Immunometabolic roles and therapeutic potential of glucose-dependent insulinotropic polypeptide (GIP)
Obesity, type 2 diabetes, and cardiovascular disease share common features, including inflammation in multiple tissues. Inflammation arising in the context of diabetes or obesity is thought to contribute to some of the complications of these disorders, including increased risk of cancer and, most notably, higher rates of heart attacks and strokes. Inflammation may arise in part from the gut, which harbours bacterial organisms and products. Inflammation in turn induces the secretion of some gut peptides — hormonal messengers that relay signals from the gut to distant tissues, including immune cells.
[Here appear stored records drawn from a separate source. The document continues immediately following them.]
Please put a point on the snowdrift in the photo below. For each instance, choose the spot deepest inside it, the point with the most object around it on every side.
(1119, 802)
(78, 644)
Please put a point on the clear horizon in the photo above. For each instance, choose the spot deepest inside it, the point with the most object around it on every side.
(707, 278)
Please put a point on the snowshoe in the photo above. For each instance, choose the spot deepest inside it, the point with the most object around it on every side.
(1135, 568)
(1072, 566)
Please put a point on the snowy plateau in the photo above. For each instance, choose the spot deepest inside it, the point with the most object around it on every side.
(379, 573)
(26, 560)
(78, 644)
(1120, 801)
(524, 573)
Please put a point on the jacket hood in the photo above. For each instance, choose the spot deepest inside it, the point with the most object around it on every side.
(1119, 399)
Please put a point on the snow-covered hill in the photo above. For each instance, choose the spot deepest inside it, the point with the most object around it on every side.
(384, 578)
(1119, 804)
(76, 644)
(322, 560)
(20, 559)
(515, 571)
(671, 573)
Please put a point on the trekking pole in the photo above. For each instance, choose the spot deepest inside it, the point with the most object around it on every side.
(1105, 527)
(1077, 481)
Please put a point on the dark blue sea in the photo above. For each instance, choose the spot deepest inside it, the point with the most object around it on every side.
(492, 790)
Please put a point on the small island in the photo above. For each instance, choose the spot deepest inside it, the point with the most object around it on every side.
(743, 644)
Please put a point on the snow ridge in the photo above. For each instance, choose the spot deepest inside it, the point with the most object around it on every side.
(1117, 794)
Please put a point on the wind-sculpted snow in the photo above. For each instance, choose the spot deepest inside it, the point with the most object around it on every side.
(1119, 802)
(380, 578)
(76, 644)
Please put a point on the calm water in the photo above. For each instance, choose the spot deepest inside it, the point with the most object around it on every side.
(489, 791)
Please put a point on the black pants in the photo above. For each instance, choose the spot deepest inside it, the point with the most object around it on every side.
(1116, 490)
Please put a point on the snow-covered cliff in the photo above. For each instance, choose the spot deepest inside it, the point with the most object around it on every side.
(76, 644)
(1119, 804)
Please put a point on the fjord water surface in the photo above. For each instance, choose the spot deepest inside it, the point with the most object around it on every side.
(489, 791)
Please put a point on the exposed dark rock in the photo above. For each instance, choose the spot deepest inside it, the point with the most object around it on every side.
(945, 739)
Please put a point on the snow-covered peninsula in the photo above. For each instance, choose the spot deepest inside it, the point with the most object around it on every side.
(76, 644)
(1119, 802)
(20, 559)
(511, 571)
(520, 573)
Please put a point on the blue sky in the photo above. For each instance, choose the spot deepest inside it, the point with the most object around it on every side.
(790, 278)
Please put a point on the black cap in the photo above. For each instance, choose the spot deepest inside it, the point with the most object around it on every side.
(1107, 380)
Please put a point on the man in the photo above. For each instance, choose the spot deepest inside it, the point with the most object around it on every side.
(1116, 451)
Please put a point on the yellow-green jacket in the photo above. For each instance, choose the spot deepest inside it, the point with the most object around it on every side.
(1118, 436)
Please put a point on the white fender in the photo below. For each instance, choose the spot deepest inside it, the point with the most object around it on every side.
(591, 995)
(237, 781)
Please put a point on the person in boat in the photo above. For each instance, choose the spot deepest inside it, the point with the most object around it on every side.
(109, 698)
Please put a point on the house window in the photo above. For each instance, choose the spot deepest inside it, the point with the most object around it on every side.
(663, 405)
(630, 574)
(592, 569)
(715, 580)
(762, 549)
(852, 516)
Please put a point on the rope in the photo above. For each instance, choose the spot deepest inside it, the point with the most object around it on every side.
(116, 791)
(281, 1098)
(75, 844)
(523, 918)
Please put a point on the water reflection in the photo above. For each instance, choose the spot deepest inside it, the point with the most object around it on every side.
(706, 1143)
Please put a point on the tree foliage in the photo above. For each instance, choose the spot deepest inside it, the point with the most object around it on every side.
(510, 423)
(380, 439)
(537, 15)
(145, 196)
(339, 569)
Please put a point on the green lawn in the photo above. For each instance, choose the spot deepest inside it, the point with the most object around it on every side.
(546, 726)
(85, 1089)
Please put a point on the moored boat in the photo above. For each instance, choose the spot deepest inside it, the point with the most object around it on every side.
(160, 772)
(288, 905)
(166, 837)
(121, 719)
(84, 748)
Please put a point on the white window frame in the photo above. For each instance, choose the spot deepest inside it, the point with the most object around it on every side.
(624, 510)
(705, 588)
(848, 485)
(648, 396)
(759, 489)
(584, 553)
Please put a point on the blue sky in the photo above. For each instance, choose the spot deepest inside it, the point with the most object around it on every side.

Preliminary data suggest that the increased action of a gut hormone known as glucose-dependent insulinotropic polypeptide (GIP) suppresses inflammation, whereas reduced or complete absence of GIP has the contrary effect, with adverse consequences for metabolism and accelerated development of atherosclerosis. There are currently multiple drug development programs under way to explore whether modulation of GIP activity might be a useful therapeutic approach to treat metabolic disorders such as diabetes and obesity. This project aims to understand how GIP controls inflammation in adipose tissue immune cells and in blood vessels susceptible to the development of atherosclerosis.
This project was selected for funding through the fifth research competition of the Joint Canada-Israel Health Research Program. This initiative is a partnership between IDRC, the Canadian Institutes of Health Research, the Israel Science Foundation, and the Azrieli Foundation.